NOTE: This outline is a rewrite of Introducing SproutCore MVC to provide a clearer explanation of the main parts of the app.

 

  1. SproutCore applications are designed around the Model-View-Controller paradigm.
    1. MVC is a long standing pattern in desktop applications.  It helps you break your code into layers that are easier to maintain over the long run.
  2. Models
    1. implements the business logic of your application.  This is where you define things like "Contacts" and "Events" and their relationships to one another.  
    2. Also where you put data validation code to make sure your data is always consistent and correct. 
    3. You often define much of your model as a schema similar to the way you might model a database structure.
    4. In SproutCore, the model also contains server interaction code that will synchronize your in-memory data with local browser storage and with your server. 
  3. Views
    1. displays the visual UI of your applications
    2. handle low-level mouse, touch, and keyboard events and turn them into higher level actions that your application can respond to.
    3. Good views are written in a generic way.  Avoid putting business logic or application-specific logic into views. Instead, just write these views to worry about about drawing and events and leave everything else to the rest of the app.

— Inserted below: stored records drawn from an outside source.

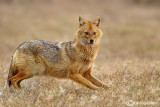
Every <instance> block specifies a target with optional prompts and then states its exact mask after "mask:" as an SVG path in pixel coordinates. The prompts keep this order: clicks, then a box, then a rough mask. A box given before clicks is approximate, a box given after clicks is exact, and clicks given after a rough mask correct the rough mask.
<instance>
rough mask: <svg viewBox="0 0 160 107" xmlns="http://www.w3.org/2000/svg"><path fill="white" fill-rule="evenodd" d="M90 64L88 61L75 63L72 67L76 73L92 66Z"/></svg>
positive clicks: (87, 69)
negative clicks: (85, 63) (84, 62)
mask: <svg viewBox="0 0 160 107" xmlns="http://www.w3.org/2000/svg"><path fill="white" fill-rule="evenodd" d="M92 66H93V63H88V64H80V63H77V64H76V66H75V67H74V68H75V71H76V72H77V73H80V74H83V73H84V72H86V71H87V70H89V69H90V68H92Z"/></svg>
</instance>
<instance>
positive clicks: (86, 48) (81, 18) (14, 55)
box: [8, 16, 107, 89]
mask: <svg viewBox="0 0 160 107" xmlns="http://www.w3.org/2000/svg"><path fill="white" fill-rule="evenodd" d="M99 25H100V17H97V18H96V19H95V20H94V21H87V20H85V19H84V18H82V17H81V16H80V17H79V29H78V31H77V35H76V37H75V39H74V41H70V42H50V41H44V40H31V41H27V42H24V43H22V44H21V45H20V46H19V47H18V48H17V49H16V50H15V52H14V54H13V56H12V61H11V65H10V69H9V75H8V84H9V86H11V85H13V86H14V88H17V89H20V88H21V86H20V82H21V81H22V80H24V79H27V78H31V77H33V76H35V75H50V76H53V77H58V78H70V79H72V80H74V81H76V82H78V83H79V84H82V85H84V86H86V87H88V88H90V89H97V88H98V87H104V88H107V86H106V85H105V84H104V83H102V82H101V81H100V80H98V79H97V78H95V77H94V76H93V75H92V74H91V72H92V69H93V65H94V61H95V58H96V55H97V52H98V47H99V43H100V40H101V37H102V32H101V30H100V29H99Z"/></svg>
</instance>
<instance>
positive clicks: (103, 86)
mask: <svg viewBox="0 0 160 107" xmlns="http://www.w3.org/2000/svg"><path fill="white" fill-rule="evenodd" d="M102 88H104V89H106V90H107V89H109V88H111V87H110V86H108V85H106V84H103V86H102Z"/></svg>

    4. In SproutCore, the actual display of your UI is left up to the browser using HTML, CSS, SVG, Canvas, and sometimes Flash.  Your views will simply render this content and then leave the actual painting up to the browser.
  4. Controllers
    1. Shuttle data between your models and your views.  
    2. In a typical app you may have many model objects loaded and only a few views visible onscreen.  The controllers are responsible for picking the model objects that should be displayed and forwarding their data onto the views.
    3. In most frameworks, the controller layer is the most disorganized part of your app.  This is often considered the "glue" code that you write to hook everything together.  It is also one of the most common sources of bugs.
    4. In SproutCore apps, your controller layer is often divided into controllers, which shuttle data, and Responders, which respond to high-level actions in your application.  Using these technologies you can eliminate much of the glue code in your app, along with many bugs.